Elle était assise sur l’herbe du pré et jouait avec une enfant. Manfred les regardait toutes deux ; la nourrice, grasse, des cheveux bruns lui tombant devant les yeux, et la gamine, lisse comme une châtaigne, sa robe tachée du pollen des fleurs et les joues rougies par ses galipettes. Elle courait dans les herbes hautes, le nez au vent, riant de tout son cœur, pendant que sa nourrice restait assise, sans doute fatiguée de ne pouvoir la rattraper.

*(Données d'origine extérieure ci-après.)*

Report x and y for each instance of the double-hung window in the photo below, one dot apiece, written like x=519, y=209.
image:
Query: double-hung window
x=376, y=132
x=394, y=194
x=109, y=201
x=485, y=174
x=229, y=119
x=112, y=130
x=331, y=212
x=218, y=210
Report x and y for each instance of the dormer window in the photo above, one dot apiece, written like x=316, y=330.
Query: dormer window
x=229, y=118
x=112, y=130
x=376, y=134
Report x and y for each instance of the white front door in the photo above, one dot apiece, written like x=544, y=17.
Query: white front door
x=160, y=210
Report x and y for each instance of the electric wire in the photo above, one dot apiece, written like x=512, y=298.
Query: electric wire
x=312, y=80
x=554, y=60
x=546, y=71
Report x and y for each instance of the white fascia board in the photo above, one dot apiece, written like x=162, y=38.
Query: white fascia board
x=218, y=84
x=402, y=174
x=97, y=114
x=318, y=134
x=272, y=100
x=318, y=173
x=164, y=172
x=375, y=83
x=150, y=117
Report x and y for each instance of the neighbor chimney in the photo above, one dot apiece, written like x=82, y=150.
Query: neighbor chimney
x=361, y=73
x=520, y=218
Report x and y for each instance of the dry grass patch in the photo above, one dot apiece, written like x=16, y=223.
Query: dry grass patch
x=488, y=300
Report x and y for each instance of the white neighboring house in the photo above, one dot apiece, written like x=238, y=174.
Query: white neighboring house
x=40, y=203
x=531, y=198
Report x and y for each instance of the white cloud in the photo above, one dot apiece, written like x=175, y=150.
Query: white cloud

C’était la fille d’un château qui lui avait fourré des pièces dans la main jusqu’à ce qu’il dise oui. Une petite femme grandie avant l’heure, qui lui avait ensuite ordonné : « Tue-la. Trouve-la et mets-lui une flèche dans le cœur. » C’était la dernière mode chez les pucelles, de faire assassiner leurs gens ; une nourrice, comme ici, ou un lettré, une dame de toilette. Les parents n’en savaient rien en général, regardaient leurs filles d’un bon œil, sans comprendre que les rages et les haines brûlaient tout aussi fortement dans les tripes de ces gamines que dans celles des guerriers au visage mangé par la barbe. Manfred faillit ricaner en songeant que ces petites traînées payaient ces meurtres sans même compter les pièces qui leur tombaient des doigts.

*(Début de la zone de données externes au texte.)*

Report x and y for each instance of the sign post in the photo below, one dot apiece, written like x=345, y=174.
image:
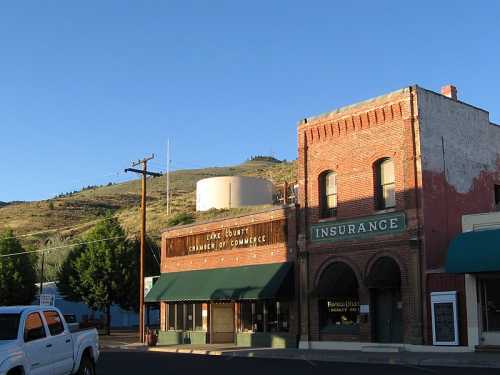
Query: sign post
x=47, y=300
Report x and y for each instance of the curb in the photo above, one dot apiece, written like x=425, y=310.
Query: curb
x=430, y=362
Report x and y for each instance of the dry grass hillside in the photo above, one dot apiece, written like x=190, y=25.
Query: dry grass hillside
x=77, y=212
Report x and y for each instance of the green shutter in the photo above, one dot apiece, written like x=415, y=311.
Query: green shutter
x=473, y=252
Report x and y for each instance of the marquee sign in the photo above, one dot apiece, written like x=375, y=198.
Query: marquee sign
x=339, y=230
x=228, y=238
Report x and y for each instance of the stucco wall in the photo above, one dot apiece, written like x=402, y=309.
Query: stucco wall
x=232, y=192
x=461, y=164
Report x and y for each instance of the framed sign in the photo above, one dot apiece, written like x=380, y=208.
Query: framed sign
x=47, y=300
x=338, y=230
x=444, y=318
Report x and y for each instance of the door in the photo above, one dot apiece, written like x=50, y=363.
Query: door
x=62, y=345
x=388, y=318
x=490, y=306
x=37, y=346
x=222, y=323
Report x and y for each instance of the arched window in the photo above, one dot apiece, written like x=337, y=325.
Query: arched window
x=385, y=185
x=328, y=194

Manfred était caché dans le bois qui surplombait le pré et n’y avait pas bougé de la nuit. Il suivait sa cible des yeux depuis le matin, depuis que la nourrice était sortie avec les premiers rayons du soleil. L’enfant avait accouru à sa suite, déjà décoiffée, son bonnet blanc lui battant les épaules, se gonflant derrière elle comme une toute petite voile de navire. L’archer était couché sur deux planches qu’il avait fixées à un tronc assez fort pour le soutenir, lui, sa plate-forme et son arc. De flèches, il n’en avait qu’une, une seule, pâle et fine comme un oiseau. Elle était plus longue que son bras, et Manfred l’avait faite lui-même, comme toutes les flèches qu’il emportait lorsqu’il fallait tuer quelqu’un avec un nom. Les autres, les morts des champs de bataille, n’étaient que de la viande sans famille et sans appuis ; ses flèches de guerre, Manfred les achetait et prenait toujours les moins chères, les plus barbues, les moins bien forgées. Les guerriers se battaient comme des porcs et les blesser était déjà bien assez bon. Manfred préférait toujours qu’on l’envoie à la tuerie d’un seul parce qu’il était le meilleur, qu’on l’envoie lui, tuer quelqu’un. C’était là qu’il se servait de son don, qu’il transcendait son arc de forge et de bois en instrument de mort. Manfred touchait toujours juste. Manfred faisait d’un tir de flèche une œuvre d’art. Manfred en était fier. Quand l’archer partait en guerre, sa guerre secrète et furtive, sa guerre solitaire, il n’y avait pas de cris, de sang ; aucune violence et pas de chocs fer contre fer. Une seule flèche, douce et nette, le bruit d’un baiser contre la chair, toujours à l’endroit choisi, et un corps qui tombe. C’était tout. Manfred connaissait son art. Il n’avait jamais besoin de deux flèches. Une seule, et la nourrice mourrait.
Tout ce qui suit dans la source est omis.